As that marriage suggests, Conway was a political cipher for his father’s ambitions and designs. Francis was brought into Parliament in 1701 for Bramber, one of the boroughs where Sir Edward’s enemy, Samuel Shepheard I*, had unsuccessfully tried to corrupt voters. Like his father, Conway was blacklisted as having opposed preparations for war with France in 1701, and listed by Robert Harley* with the Tories in an analysis of the December 1701 Parliament; but it was a measure of Sir Edward’s status and influence, rather than of Conway’s own merit, that Francis was created an English peer in March 1703 as part of the High Tories’ plan to achieve a majority in the Upper House.
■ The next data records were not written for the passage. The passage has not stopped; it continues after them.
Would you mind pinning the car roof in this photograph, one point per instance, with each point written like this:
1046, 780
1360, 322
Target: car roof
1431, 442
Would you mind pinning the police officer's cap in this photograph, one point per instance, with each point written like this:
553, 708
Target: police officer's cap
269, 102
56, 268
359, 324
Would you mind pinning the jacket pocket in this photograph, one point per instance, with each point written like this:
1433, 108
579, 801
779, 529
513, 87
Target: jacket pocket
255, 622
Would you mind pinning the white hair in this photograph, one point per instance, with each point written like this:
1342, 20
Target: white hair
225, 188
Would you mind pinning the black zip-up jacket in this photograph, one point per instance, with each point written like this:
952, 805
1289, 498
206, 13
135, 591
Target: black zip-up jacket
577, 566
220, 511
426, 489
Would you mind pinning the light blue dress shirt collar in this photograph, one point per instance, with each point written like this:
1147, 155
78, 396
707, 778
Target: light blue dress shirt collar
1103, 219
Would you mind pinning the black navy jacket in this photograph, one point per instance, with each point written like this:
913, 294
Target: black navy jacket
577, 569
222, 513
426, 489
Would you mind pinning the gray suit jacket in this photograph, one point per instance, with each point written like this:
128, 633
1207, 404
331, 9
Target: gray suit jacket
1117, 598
Expectation of this transfer to the Lords may explain why he and Sir John Cope* offered no evidence in January 1703 in support of the petition which they had lodged against the return at Andover.3

In February 1706 a bill was introduced in Parliament for the exemplification of the 3rd Lord Conway’s will, perhaps because it had been disputed by Sir John Rawdon, who claimed to be the rightful heir. As might have been expected, Lord Conway proved a solid High Churchman over the occasional conformity and schism bills, and the impeachment of Dr Sacheverell. Although he was possibly a ‘whimsical’ deserter of the Court over the French commerce bill, there is insufficient evidence to label him a Hanoverian Tory, and there is no record of his activity in the Upper House after 1714. He died on 3 Feb. 1732 at Lisburn, co. Antrim, and was succeeded by his son, Francis, who became the 16th Earl of Hertford on 3 Aug. 1750. Despite his earlier fortune, Conway appears to have died leaving debts of over £22,000 to English creditors, with the result that one of his estates in Gloucestershire had to be sold in order to fund the generous legacies, which included a life pension of £200 to his brother Charles*.4

Ref Volumes: 1690-1715

Author: Mark Knights

Notes

  • 1. H. St. Mawr, Annals of Seymours, 517, gives 2s. and 1 da. by third marriage, but Lodge, Peerage of Ire. iv. 198, gives 4s. 2 d.v.p. 3da.
  • 2. Evelyn Diary, v. 331; Add. 30000 C, f. 129; 22186, f. 190; CSP Dom. 1699–1700, p. 226; 1700–2, pp. 112, 114; Luttrell, Brief Relation, iv. 524; v. 715; Bagot mss at Levens Hall, Ld. Weymouth (Thomas Thynne†) to James Grahme*, 6 July 1699; Bodl. Carte 228, ff. 335–6; BL, M/799, Dyer’s newsletter 28 Jan. 1703.
  • 3. Atterbury Epistolary Corresp. iv. 384–5; Luttrell, v. 257.
  • 4. G. Holmes, Pol. in Age of Anne, 427; Party and Management in Parliament ed. C. Jones, 154; Add. 34743, ff. 142–3; 34738, ff. 128–45.